The problem:
I've hit what might be a dead-end. If it is true, I would like to show that for $c \in (0,1)$ and $1 \leq k \leq J$, the sum $$ \sum_{j=k}^J jc^{1-j-k} = \sum_{n=1}^{J+1-k} (k-n-1) c^{n} $$ has an upper bound that is independent of $k$. I tried the lazy approach of letting $J \to \infty$, but that doesn't seem to work. Any input here would be appreciated.
The context: This is for a PDE course where we are dabbling in functional analysis. I am trying to show that the spectrum of the right-shift operator on $\ell^2$ is $\{\lambda:|\lambda| \leq 1\}$, and this summation comes from the $|\lambda|>1$ case. We have not established the notion of an operator norm so I would prefer to avoid using it, though I am well aware it makes quick work of this part of the problem.

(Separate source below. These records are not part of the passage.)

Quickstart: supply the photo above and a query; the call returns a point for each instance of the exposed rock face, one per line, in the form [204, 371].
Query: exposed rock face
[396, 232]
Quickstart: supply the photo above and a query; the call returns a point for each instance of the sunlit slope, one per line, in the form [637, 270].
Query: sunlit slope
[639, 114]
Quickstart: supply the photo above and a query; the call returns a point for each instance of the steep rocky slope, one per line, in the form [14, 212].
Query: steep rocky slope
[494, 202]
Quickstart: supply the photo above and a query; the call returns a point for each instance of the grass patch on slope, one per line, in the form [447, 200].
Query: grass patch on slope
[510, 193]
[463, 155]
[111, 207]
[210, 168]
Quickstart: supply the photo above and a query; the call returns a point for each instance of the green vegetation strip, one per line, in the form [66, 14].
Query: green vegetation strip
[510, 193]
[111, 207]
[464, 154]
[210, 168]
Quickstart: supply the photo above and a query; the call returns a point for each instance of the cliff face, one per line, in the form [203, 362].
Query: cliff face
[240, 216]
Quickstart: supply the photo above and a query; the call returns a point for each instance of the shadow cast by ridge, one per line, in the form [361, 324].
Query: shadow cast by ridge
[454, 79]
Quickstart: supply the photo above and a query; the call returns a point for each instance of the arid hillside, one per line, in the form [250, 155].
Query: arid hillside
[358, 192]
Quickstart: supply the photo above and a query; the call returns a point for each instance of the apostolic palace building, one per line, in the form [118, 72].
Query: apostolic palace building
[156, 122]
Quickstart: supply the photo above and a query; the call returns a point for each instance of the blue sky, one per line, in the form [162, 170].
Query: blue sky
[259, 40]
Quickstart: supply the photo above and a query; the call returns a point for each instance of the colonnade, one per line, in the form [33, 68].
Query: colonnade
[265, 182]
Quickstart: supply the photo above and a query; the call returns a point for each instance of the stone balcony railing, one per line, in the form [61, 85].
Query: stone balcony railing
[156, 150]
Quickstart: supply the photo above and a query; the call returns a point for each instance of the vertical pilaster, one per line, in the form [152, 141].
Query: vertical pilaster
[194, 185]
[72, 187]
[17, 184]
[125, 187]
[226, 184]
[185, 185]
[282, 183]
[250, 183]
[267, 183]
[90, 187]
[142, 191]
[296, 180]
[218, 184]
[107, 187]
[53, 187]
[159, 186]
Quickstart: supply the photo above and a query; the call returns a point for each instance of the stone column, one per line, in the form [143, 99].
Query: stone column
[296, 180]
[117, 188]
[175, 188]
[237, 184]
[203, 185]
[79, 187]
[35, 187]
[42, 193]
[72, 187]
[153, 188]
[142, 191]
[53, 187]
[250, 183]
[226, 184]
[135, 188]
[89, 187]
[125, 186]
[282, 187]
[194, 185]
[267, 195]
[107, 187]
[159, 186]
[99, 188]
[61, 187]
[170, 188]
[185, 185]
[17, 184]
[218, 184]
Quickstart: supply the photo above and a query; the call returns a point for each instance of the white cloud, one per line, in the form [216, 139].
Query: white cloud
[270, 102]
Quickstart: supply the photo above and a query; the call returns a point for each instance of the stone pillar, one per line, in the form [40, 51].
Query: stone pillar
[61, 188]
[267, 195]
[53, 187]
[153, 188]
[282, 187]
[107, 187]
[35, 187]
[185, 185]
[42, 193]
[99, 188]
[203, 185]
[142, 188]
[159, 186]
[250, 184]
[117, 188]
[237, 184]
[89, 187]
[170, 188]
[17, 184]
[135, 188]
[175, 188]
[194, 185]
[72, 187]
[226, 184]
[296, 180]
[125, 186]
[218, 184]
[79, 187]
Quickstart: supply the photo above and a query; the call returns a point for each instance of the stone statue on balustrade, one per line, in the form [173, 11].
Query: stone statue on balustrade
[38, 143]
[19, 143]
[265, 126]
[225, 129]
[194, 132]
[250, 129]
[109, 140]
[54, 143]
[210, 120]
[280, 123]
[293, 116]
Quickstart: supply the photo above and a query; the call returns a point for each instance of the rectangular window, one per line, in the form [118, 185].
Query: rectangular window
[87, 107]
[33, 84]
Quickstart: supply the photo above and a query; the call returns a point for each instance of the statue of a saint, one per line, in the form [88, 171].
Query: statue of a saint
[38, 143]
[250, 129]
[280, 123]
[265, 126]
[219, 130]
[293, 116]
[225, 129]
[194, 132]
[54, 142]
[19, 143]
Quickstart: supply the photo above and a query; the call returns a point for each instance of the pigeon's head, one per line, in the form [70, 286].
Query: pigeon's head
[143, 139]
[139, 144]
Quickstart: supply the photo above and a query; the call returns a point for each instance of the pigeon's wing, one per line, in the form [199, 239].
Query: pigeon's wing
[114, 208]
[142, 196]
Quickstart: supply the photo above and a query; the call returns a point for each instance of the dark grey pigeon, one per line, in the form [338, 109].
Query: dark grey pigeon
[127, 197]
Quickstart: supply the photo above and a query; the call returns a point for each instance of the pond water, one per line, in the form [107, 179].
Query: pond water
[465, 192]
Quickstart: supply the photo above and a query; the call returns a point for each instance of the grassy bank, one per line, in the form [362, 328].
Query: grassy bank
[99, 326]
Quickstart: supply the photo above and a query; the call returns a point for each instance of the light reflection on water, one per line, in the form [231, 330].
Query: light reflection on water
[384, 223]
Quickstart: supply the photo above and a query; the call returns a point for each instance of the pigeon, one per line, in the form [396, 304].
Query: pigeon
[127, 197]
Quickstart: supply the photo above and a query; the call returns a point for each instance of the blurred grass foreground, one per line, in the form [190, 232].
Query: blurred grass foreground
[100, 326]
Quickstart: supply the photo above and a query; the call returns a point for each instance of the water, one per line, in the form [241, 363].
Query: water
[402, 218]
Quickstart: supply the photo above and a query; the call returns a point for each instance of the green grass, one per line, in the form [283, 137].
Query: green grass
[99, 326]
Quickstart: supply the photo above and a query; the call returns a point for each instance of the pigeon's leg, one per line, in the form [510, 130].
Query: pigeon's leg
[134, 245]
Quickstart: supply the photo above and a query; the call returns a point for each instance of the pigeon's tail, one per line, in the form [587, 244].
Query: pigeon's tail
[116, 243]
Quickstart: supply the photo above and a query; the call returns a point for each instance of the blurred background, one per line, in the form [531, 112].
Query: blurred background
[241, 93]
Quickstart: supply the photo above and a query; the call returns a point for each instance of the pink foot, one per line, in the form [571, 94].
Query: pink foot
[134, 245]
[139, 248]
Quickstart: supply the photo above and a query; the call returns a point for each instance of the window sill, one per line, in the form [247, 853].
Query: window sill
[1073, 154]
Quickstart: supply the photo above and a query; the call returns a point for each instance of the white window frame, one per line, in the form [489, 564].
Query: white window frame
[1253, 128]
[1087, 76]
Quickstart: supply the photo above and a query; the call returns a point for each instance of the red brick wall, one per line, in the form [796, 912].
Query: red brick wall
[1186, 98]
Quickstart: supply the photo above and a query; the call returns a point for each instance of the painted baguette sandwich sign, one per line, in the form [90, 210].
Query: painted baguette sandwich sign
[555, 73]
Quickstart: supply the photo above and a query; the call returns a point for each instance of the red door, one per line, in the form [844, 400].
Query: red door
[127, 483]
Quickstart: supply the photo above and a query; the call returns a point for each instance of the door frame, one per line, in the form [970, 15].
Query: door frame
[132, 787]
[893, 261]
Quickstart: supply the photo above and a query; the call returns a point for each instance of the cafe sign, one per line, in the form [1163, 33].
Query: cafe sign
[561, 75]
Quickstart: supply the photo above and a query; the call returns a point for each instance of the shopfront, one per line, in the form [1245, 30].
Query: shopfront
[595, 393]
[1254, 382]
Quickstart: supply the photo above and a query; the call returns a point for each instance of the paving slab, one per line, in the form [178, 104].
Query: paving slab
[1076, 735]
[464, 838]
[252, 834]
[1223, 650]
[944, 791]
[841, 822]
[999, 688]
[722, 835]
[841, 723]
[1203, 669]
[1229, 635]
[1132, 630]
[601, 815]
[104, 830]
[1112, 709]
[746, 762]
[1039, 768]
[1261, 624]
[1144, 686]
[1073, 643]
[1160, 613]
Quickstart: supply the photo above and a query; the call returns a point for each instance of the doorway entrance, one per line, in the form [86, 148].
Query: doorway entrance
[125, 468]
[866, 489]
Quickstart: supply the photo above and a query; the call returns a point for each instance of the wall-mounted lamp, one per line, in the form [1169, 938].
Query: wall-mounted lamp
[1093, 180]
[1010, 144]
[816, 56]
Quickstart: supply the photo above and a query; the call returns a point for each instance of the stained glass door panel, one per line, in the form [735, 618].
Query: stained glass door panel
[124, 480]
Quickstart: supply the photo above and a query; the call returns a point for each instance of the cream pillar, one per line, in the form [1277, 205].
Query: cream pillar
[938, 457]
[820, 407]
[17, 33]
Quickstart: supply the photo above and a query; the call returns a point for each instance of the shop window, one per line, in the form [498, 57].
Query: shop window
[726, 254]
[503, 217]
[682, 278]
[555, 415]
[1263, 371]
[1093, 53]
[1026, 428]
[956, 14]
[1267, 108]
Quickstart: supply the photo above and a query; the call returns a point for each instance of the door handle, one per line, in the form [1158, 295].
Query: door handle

If $0 < c < 1$ then $1/c > 1$, so if $1 \leq k \leq J$ we have
$$ \begin{align} \sum_{j=k}^J jc^{k - j - 1} &= \sum_{j=k}^J j \left(\frac{1}{c}\right)^{1+j-k} \\ &\leq \sum_{j=k}^J j \left(\frac{1}{c}\right)^{1+j-1} \\ &\leq \sum_{j=1}^J j \left(\frac{1}{c}\right)^{j}. \end{align} $$
The first inequality holds holds because the map $x \mapsto \left(\frac{1}{c}\right)^x$ is increasing.